I started the American Blackout series three years ago and, last month, Liberty Island Media released book one, Pulse of the Goddess. The young heroine, Emily Cricket Hastings, is one part Nancy Drew and two parts Joan of Arc. She’s a young aviator, hair stylist, and dreams of becoming a geologist someday. Cricket knows firearms, is a good hunter, and her father’s chief of police of their small Ohio town. She’s also been listening to Rush Limbaugh for years. Potentially, Cricket can fight terrorists, zombies, and space aliens, anything I put in her path. Zombies have been a favorite of mine, but they’ve well saturated the market. Go “Walking Dead!”
In my search for villains and disasters, I started reading about the devastation of an Electromagnetic Pulse (EMP) attack knocking out the nation’s electrical grid. Late one night, I scared myself imagining people at work and likely never making it home. Even with a short commute, they’d be hoofing it with thousands of other folks, running with a terrified mob of desperate, hungry, scared, and lonely people, who had abandoned their dead cars. Add northern Ohio’s freezing temperatures of late fall and winter and a new circle of hell emerges. That night, well into the witching hour, I reconsidered throwing in my hat with zombies or the frightening creature in John Krasinski’s A Quiet Place.
Currently there are a number of book titles, both fiction and nonfiction that deliver the horror of lights out. Dr. Peter Pry, Executive Director of the Task Force on National and Homeland Security, has several books on the subject. Appearing this past summer on Fox News’ Life, Liberty, and Levin, he informed viewers that President Trump is the first president to include an EMP strategy in our national defense. Dr. Pry is worth checking out:
I would also recommend Jazz Shaw’s excellent article at Hotair.com. Jazz covers our electrical grid’s vulnerability and the years it might take to get large transformers back online.
In Pulse of the Goddess, a massive solar storm followed by a rogue state detonating a nuke high above Kansas wipes out our power grid and the digital age. Once again, Kansas – the land of Oz-level tornados and Thomas Frank’s mocking pen in his 2004 work What’s the Matter with Kansas? – gets the short end of the stick. The consolation prize for the Kansans is that there would be no immediate death and destruction, and no fallout from a nuke exploded 250 miles above their heads.

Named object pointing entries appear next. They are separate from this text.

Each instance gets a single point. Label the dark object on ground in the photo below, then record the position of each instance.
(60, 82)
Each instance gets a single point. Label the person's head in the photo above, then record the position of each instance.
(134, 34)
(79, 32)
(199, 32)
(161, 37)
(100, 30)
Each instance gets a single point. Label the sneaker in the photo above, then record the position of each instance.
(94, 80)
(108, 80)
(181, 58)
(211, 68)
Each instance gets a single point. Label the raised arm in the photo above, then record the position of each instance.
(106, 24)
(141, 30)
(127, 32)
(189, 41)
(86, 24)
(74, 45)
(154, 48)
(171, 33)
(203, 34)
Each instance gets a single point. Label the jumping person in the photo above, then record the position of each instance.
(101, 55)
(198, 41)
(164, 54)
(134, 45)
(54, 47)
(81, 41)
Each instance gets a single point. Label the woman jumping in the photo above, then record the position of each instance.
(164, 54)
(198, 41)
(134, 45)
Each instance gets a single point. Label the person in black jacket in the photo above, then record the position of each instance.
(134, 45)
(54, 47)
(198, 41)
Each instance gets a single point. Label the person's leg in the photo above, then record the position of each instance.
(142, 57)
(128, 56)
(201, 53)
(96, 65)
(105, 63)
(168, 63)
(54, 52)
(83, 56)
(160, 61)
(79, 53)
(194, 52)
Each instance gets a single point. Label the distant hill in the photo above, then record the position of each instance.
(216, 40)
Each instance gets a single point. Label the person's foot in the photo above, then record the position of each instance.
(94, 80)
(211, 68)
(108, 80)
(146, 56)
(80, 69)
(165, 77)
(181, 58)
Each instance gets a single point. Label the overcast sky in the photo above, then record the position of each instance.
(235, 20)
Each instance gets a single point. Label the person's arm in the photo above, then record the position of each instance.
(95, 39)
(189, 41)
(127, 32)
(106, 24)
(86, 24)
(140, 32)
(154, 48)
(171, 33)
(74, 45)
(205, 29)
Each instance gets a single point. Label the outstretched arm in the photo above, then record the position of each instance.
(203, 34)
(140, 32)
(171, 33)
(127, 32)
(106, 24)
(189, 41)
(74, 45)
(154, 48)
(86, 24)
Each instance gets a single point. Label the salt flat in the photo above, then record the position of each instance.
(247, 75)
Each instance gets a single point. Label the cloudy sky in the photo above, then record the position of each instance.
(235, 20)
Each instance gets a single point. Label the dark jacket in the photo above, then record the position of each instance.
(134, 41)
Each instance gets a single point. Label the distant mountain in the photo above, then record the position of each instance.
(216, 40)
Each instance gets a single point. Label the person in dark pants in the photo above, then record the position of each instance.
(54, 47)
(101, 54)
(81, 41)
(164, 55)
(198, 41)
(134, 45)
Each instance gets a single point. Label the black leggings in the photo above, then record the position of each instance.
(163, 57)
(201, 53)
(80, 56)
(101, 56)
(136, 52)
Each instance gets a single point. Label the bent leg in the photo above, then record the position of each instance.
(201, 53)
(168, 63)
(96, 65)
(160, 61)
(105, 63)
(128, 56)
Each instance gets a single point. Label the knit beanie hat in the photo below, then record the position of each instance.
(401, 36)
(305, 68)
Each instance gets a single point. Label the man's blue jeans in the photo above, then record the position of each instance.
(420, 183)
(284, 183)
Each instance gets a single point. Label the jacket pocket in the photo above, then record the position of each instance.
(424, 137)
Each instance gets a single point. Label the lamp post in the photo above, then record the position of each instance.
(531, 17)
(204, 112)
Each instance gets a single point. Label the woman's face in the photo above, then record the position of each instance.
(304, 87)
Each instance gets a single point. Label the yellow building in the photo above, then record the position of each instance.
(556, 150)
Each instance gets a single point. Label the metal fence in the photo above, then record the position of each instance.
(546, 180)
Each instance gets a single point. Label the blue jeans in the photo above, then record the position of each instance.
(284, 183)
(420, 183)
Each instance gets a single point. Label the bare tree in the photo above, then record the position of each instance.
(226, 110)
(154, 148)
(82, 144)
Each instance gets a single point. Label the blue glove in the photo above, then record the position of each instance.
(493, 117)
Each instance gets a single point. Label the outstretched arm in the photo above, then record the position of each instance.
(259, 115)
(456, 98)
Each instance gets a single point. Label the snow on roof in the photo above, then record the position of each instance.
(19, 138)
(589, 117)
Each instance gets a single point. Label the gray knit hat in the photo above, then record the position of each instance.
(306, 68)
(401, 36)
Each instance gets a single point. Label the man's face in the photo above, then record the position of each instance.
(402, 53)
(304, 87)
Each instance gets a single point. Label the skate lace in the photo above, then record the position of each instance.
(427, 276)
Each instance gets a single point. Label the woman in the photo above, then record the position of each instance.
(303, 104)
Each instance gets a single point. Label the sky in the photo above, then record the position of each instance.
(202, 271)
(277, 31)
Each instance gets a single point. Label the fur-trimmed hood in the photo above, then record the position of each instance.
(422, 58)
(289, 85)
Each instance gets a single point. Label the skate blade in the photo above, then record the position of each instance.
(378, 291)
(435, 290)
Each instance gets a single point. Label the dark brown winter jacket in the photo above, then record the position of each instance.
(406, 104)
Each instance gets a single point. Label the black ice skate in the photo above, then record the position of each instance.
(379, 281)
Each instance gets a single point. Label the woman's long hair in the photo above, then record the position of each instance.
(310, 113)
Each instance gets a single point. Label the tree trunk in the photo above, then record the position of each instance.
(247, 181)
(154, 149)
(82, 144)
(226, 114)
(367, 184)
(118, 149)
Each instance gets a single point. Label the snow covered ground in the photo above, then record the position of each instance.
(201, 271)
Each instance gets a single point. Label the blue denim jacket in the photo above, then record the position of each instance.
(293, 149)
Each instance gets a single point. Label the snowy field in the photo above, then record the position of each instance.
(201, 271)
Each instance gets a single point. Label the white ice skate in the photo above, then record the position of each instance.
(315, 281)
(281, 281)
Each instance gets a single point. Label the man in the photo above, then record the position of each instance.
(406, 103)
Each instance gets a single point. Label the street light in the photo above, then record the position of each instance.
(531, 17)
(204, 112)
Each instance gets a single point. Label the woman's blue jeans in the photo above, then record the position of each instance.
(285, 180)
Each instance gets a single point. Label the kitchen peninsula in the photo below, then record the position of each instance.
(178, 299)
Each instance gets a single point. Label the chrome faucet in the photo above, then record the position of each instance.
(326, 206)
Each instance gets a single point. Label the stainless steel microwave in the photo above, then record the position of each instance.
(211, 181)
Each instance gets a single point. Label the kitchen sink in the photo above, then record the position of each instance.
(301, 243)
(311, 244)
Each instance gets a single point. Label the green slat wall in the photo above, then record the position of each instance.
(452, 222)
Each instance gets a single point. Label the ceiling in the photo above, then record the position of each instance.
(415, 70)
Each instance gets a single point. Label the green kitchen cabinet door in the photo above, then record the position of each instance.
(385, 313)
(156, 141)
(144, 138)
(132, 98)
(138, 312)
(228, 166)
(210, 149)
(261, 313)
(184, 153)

They wouldn’t hear it, or see it, yet like the rest of the nation, they’d be given the bum’s rush back into the 19thcentury.
With the disruption of our food, water, and transportation infrastructure, it’s been calculated that 90% of our population would be wiped out within a year’s time. Gangs and madmen and madwomen would roam the fruited plain (I know, I’ve written about some real doozies in the series). But since we’re the people who crushed slavery, won a World War against two deadly, professional armies, and put a man on the moon, I believe we’d beat that high percentage of fatalities by a country mile. Most importantly, my prayer is that an EMP attack will be negligible with the “hardening” of our grid and a space-based missile system to take out an enemy’s ICBM, relegating such a power loss to the world of fiction, alongside its ugly cousin, the undead. Anyway, that’s my hope.